The caricature prints of the Regency Era really make a feast of the infirmities of the older generation, particularly if they are rich. Thomas Rowlandson's prints, The Comforts of Bath are full of fat, gouty men being hauled to the Pump Room in sedan chairs or handcarts to take advantage of the supposed health-giving quality of the mineral springs. And then stuff their faces with the rich food and wine that made them fatter and goutier. My dad has had periodic bouts of gout, and it sounds like a very painful condition. I showed him this print, and he said it was pretty spot on. Fortunately,we have medication today that deals with the cause.
Those people who managed to live to a ripe old age, were often much less than "ripe". It was a rare individual who was not plagued by all sorts of infirmities and no medical help available. One's prime was over very quickly in those days.

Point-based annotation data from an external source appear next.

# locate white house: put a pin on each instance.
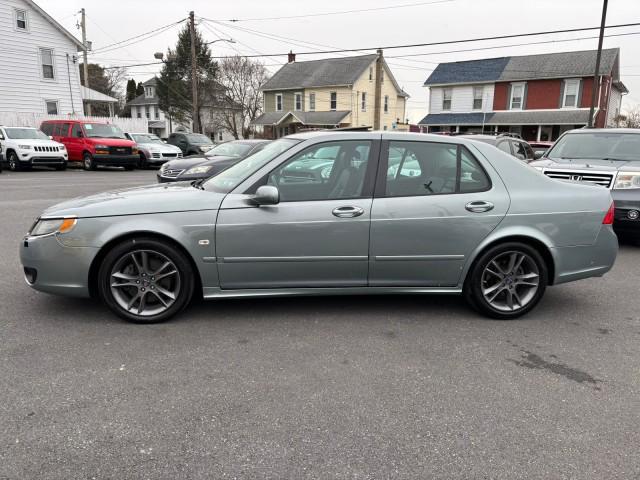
(38, 62)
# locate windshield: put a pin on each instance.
(198, 138)
(145, 138)
(234, 176)
(102, 130)
(597, 146)
(230, 149)
(26, 134)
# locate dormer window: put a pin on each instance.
(21, 19)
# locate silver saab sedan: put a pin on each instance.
(330, 213)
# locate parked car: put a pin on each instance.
(191, 143)
(508, 143)
(94, 144)
(25, 147)
(540, 147)
(153, 151)
(213, 162)
(607, 157)
(456, 227)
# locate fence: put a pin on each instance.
(25, 119)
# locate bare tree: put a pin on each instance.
(242, 78)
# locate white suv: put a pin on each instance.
(24, 147)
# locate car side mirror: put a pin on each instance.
(266, 195)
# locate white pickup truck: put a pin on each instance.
(24, 147)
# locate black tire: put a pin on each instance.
(473, 287)
(88, 162)
(14, 163)
(185, 277)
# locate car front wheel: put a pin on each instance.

Young women in search of a good husband lived in fear of some aged wreck taking a shine to them. Among the nobility or those who aspired to raise their standing, a proposal from a wealthy and titled old man was a prospect too good to pass up when they had a marriageable daughter.

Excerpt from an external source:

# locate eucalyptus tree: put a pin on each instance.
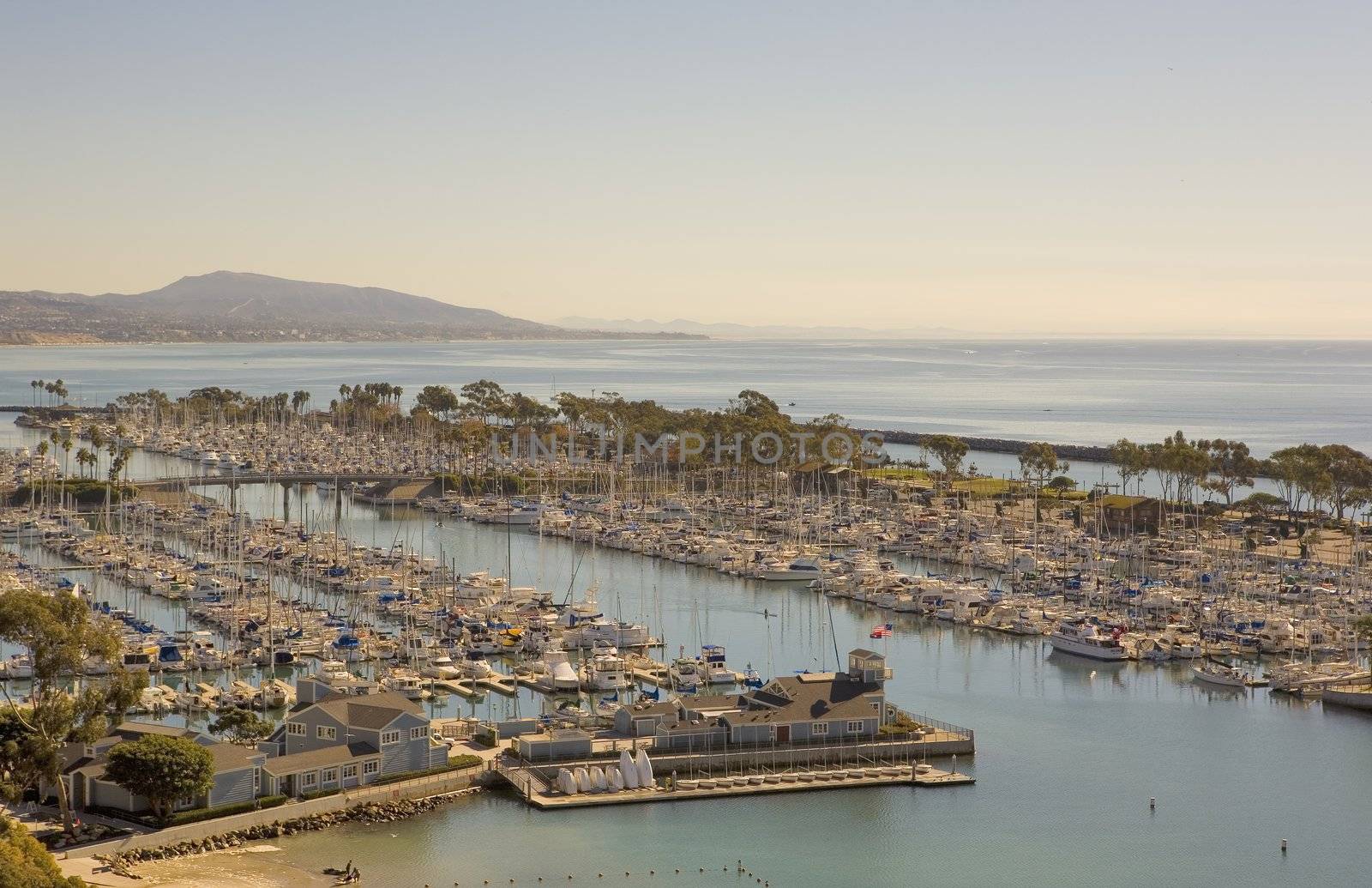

Poor Evelina is being pursued by the obnoxious Dr. Syntax, a man who is impervious to hints or even blatant refusals. Dr. Syntax was a character created by the artist Thomas Rowlandson and the poet William Combe, a ridiculous elderly curate who set off on his horse to tour the countryside, falling into one absurd situation after another. The poems and prints were shown to Rudolph Ackermann, who was quite enthused and, after removing a few of the more racy pictures, agreed to print them. The Three Tours of Dr. Syntax was extremely popular in the early 1800s.